My first thought is that Chernow has rendered a real service by offering an account of Grant’s life that runs to 1,100 pages. He helps us appreciate Grant’s great virtues alongside his failings. You can’t do that in a tweet of 280 characters (#BooGrant), which is how we debate such questions today.
My second thought is that appreciating Grant’s moral complexity is good practice for thinking about some contemporary issues.
Take Woodrow Wilson, a more successful president than Grant. He was the model of a political progressive. He created the Federal Reserve and the Federal Trade Commission, won the first World War and got the Nobel Peace Prize for helping found the League of Nations.
But he was a genteel racist who re-segregated the federal government workforce. As governor of New Jersey, he signed a law for sterilization of the “feeble-minded.” As a presidential candidate, he favored exclusion of “people who do not blend with the Caucasian race.”
Students at Princeton would like the university to remove his name from the Woodrow Wilson School of Public and International Affairs.
Or consider the case of Cardinal Bernard F. Law, the former archbishop of Boston. As a young priest in Mississippi, he got death threats for his defense of civil rights.
In the 1970s, he did much to promote unity among Christians and warm relations with Jews. He was a lion in defense of the poor and the unborn.

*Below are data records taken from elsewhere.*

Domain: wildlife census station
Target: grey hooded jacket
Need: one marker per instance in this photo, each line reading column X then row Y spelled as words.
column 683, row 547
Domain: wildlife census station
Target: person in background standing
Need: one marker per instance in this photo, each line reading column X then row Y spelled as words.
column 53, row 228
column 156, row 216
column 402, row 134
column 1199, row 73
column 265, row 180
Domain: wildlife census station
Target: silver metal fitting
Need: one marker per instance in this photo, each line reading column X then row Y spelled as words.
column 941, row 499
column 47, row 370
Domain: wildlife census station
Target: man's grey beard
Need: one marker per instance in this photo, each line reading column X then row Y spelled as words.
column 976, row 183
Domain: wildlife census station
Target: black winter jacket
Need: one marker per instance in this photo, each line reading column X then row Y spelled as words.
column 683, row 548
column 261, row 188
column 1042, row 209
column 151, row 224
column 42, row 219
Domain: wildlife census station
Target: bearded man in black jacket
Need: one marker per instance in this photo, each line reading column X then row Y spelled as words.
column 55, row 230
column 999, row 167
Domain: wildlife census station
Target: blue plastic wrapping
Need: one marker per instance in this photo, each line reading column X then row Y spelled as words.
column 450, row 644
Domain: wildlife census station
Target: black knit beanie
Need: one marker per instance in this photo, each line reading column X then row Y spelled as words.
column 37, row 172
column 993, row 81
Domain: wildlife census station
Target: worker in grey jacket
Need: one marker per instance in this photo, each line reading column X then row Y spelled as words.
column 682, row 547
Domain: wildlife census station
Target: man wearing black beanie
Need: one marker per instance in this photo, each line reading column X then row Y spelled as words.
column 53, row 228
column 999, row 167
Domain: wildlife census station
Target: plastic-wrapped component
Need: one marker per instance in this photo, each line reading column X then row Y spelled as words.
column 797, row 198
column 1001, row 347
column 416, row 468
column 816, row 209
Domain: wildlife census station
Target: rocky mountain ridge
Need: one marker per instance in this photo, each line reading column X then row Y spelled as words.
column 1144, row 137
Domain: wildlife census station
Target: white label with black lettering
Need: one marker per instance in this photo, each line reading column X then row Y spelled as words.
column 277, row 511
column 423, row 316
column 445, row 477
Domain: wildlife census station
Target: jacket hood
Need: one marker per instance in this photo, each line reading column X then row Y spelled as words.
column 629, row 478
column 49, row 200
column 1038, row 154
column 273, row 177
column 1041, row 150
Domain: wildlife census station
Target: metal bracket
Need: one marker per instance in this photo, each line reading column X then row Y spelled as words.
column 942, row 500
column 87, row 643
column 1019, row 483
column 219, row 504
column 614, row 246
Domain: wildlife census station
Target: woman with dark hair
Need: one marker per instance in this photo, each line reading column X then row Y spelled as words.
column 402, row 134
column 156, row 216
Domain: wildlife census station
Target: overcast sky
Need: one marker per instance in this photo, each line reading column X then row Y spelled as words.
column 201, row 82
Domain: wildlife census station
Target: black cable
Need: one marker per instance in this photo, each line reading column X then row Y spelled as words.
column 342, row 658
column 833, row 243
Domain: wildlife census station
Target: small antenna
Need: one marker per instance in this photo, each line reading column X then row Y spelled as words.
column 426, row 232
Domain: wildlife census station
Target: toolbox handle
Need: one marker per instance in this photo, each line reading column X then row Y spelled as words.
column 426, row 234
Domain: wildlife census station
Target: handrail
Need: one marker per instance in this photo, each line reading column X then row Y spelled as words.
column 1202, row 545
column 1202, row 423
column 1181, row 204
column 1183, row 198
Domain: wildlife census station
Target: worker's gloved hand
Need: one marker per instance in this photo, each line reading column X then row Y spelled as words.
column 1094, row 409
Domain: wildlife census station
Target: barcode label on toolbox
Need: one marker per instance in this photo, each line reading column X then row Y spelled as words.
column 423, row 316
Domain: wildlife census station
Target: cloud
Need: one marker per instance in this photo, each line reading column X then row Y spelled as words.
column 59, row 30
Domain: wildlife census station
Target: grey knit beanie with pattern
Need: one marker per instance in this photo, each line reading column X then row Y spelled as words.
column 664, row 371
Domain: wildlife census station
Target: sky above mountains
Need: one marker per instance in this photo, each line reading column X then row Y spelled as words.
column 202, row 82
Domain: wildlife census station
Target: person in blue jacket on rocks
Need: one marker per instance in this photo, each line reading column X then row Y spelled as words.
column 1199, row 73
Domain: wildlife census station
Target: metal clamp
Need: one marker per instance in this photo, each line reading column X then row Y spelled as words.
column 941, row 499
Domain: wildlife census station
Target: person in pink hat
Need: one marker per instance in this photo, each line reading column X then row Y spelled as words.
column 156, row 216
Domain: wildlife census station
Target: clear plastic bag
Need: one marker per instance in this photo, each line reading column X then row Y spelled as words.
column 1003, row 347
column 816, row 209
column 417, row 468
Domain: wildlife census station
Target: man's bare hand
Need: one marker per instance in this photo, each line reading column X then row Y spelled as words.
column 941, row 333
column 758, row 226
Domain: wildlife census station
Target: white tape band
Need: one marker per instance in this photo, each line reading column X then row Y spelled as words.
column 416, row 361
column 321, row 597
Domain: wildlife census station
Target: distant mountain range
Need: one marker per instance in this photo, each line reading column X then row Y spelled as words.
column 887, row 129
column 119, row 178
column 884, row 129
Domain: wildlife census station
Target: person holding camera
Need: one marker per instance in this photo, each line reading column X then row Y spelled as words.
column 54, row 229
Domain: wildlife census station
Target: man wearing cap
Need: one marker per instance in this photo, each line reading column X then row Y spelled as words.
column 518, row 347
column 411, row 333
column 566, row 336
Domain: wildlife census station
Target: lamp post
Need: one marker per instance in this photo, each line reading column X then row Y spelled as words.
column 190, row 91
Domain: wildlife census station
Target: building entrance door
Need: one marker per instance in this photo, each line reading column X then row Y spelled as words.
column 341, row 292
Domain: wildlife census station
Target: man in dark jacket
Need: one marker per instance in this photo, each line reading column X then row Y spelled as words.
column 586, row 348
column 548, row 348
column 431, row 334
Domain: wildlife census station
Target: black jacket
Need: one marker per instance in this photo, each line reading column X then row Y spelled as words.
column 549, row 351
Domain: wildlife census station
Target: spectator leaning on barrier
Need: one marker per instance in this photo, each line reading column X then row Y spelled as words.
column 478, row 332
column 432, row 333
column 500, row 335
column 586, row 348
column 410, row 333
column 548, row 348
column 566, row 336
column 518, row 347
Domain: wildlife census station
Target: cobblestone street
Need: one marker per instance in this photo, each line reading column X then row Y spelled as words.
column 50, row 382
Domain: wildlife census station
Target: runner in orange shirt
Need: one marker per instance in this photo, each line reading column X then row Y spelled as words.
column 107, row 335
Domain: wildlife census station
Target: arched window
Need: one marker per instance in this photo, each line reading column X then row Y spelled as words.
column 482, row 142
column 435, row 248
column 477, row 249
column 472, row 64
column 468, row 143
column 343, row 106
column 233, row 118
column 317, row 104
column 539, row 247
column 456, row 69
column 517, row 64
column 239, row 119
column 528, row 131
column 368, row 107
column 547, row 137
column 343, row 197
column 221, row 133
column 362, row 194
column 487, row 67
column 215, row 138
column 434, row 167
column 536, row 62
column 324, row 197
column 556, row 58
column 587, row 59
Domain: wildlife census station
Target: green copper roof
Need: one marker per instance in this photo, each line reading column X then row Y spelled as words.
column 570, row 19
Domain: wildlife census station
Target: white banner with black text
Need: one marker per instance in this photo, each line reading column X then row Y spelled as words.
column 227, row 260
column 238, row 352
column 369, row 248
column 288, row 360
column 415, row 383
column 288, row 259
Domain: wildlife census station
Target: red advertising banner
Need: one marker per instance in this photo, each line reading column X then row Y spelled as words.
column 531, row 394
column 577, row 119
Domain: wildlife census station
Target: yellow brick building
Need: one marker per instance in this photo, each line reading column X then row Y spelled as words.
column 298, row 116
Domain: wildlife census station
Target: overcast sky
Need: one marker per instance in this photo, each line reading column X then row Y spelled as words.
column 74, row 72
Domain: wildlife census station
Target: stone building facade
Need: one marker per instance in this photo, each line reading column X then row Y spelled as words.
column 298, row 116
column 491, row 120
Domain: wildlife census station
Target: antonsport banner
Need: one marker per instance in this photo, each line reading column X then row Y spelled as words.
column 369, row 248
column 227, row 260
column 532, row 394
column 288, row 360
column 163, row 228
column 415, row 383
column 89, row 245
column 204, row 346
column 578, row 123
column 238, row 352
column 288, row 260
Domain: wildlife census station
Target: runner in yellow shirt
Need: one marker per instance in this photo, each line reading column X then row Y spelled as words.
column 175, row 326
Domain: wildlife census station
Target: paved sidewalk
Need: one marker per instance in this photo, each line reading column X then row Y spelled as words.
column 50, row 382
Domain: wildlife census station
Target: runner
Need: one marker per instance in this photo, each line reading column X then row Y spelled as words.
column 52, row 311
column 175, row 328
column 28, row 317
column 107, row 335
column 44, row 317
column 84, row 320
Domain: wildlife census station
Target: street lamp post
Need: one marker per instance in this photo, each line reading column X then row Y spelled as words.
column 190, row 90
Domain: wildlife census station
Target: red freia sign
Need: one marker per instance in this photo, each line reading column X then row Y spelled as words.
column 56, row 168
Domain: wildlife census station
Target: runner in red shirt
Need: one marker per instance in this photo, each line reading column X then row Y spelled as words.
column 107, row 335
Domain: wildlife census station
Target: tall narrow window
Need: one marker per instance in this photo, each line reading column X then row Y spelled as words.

He quietly visited the sick and dying at all hours of day and night.
But then he covered up sexual abuse in his archdiocese and allowed great harm to the flock he was ordained to protect. Last month, Pope Francis provoked an angry response from victims when he offered a benediction at Cardinal Law’s funeral in Rome.
I wish we had a litmus test to identify the people who deserve our praise. But it won’t ever be simple. We are all sinners. The best we can hope for is an impressive balance on the side of virtue. As Chernow shows, we should be slow in weighing the evidence.
Garvey is president of The Catholic University of America in Washington.